Asıl davada davalı vekili, davalının ihracat kredisi kullanılması yönünde kefalet vermediğini, bilirkişinin öncelikle borcun kaynağını ortaya çıkarması ve davalının kefalet sorumluluğunun limitinin belirlenmesi gerektiğini, itirazın iptali davasının 1 yıllık süresi içinde açılmadığını, davaya konu genel kredi sözleşmesinden kaynaklanan borçların 1994-1995 tarihlerinde Esbank A.Ş. ile yapılan protokolle kapatıldığını, davacı alacağının zamanaşımına uğradığını savunarak davanın reddini istemiştir.

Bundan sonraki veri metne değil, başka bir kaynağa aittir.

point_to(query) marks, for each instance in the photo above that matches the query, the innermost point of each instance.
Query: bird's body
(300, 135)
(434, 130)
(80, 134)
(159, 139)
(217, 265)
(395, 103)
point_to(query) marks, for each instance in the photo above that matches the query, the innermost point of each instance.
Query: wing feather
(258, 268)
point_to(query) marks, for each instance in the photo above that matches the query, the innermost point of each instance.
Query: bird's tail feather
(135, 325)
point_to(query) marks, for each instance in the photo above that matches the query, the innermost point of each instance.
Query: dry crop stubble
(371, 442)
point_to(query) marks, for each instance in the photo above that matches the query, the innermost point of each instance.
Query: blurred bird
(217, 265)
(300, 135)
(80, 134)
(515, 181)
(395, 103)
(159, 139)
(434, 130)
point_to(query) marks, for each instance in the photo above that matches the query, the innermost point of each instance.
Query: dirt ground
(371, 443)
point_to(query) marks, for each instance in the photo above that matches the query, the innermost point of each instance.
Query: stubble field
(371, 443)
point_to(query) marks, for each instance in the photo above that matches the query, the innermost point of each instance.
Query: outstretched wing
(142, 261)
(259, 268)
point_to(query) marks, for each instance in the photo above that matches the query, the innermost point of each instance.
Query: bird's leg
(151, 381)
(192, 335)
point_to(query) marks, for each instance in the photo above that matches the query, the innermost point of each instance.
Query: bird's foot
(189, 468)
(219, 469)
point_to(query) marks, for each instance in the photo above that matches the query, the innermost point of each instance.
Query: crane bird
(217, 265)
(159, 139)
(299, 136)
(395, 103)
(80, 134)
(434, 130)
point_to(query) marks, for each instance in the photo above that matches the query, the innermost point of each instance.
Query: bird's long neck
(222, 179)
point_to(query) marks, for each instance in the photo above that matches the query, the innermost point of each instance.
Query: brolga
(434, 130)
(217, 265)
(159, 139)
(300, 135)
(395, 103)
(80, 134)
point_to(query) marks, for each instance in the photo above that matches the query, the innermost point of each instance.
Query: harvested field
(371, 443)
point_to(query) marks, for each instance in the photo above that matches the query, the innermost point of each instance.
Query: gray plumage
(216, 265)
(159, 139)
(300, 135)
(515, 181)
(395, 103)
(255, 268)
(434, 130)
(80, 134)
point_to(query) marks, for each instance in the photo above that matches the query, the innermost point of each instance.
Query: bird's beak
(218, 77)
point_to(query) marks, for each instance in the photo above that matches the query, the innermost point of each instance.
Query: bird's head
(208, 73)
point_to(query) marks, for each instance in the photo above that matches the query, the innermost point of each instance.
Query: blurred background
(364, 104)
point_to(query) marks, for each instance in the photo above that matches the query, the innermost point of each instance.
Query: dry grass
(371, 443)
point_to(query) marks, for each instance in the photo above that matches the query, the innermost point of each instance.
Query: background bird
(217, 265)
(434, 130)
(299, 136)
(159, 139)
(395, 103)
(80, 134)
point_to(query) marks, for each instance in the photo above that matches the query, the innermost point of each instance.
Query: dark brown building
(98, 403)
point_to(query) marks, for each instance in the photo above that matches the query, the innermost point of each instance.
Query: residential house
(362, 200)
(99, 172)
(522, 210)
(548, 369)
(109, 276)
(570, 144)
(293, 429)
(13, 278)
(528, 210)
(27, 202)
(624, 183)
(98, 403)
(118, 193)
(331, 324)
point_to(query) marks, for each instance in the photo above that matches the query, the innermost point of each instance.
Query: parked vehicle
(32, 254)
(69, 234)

Birleşen davada davacı vekili, İstanbul 2. Asliye Ticaret Mahkemesi"nin 2015/141 esas sayılı dosyasında açılan itirazın iptali davasında alınan bilirkişi raporunda takip tarihi itibariyle davalıdan 184.014,72 TL eksik faiz ve BSMV talep edildiğinin saptandığını ileri sürerek 184.014,72 TL"nin 13.07.2007 tarihinden itibaren işleyecek %93,50 temerrüt faiziyle birlikte davalıdan tahsiline karar verilmesini talep ve dava etmiştir.
Birleşen davada davalı vekili, davaya cevap vermemiştir.
İlk derece mahkemesince, yapılan yargılama, toplanan deliller ve benimsenen bilirkişi raporuna göre, asıl borçluya kullandırılan ihracat kredisi nedeniyle gerekli kapama işlemleri yapılmadığından kredi kullandırımı esnasında istisna tutulan KKDF ve BSMV"nin tahsili gerektiği, davacı banka tarafından bahsedilen KKDF ile BSMV ödemelerinin ilgili vergi dairesine yapıldığı, söz konusu meblağın davalının kefalet sorumluluğu ve limiti içerisinde bulunduğunun kredi ve kefalet sözleşmesinden anlaşıldığı gerekçesiyle asıl davanın kısmen kabulü ile davalının İstanbul 3. İcra Müdürlüğünün 2013/16176 esas sayılı dosyasına vaki itirazının kısmen iptaline, takibin 106.199,19 TL asıl alacak, 96.565,41 TL işlemiş faiz ve 4.828,27 TL BSMV olmak üzere toplam 207.592,87 TL üzerinden ve asıl alacağa takip tarihinden itibaren %93,5 temerrüt faizi ve faizin %5"i gider vergisi yürütülmek suretiyle devamına, davacı tarafın fazlaya ilişkin talebin reddine, alacak likit ve itiraz haksız olduğundan %20 oranında 41.518,57 TL inkar tazminatının davalıdan tahsili ile davacıya verilmesine, birleşen İstanbul 1. Asliye Ticaret Mahkemesi"nin 2016/159 esas sayılı dosyası yönünden davanın kabulü ile 175.689,78 TL işlemiş faiz, 8.324,94 TL BSMV olmak üzere toplam 184.014,72 TL"nin davalıdan tahsili ile davacıya verilmesine, faize faiz yürütülmesi talebinin reddine karar verilmiş, hükme karşı asıl ve birleşen davada davacı vekili tarafından istinafa başvurulmuştur.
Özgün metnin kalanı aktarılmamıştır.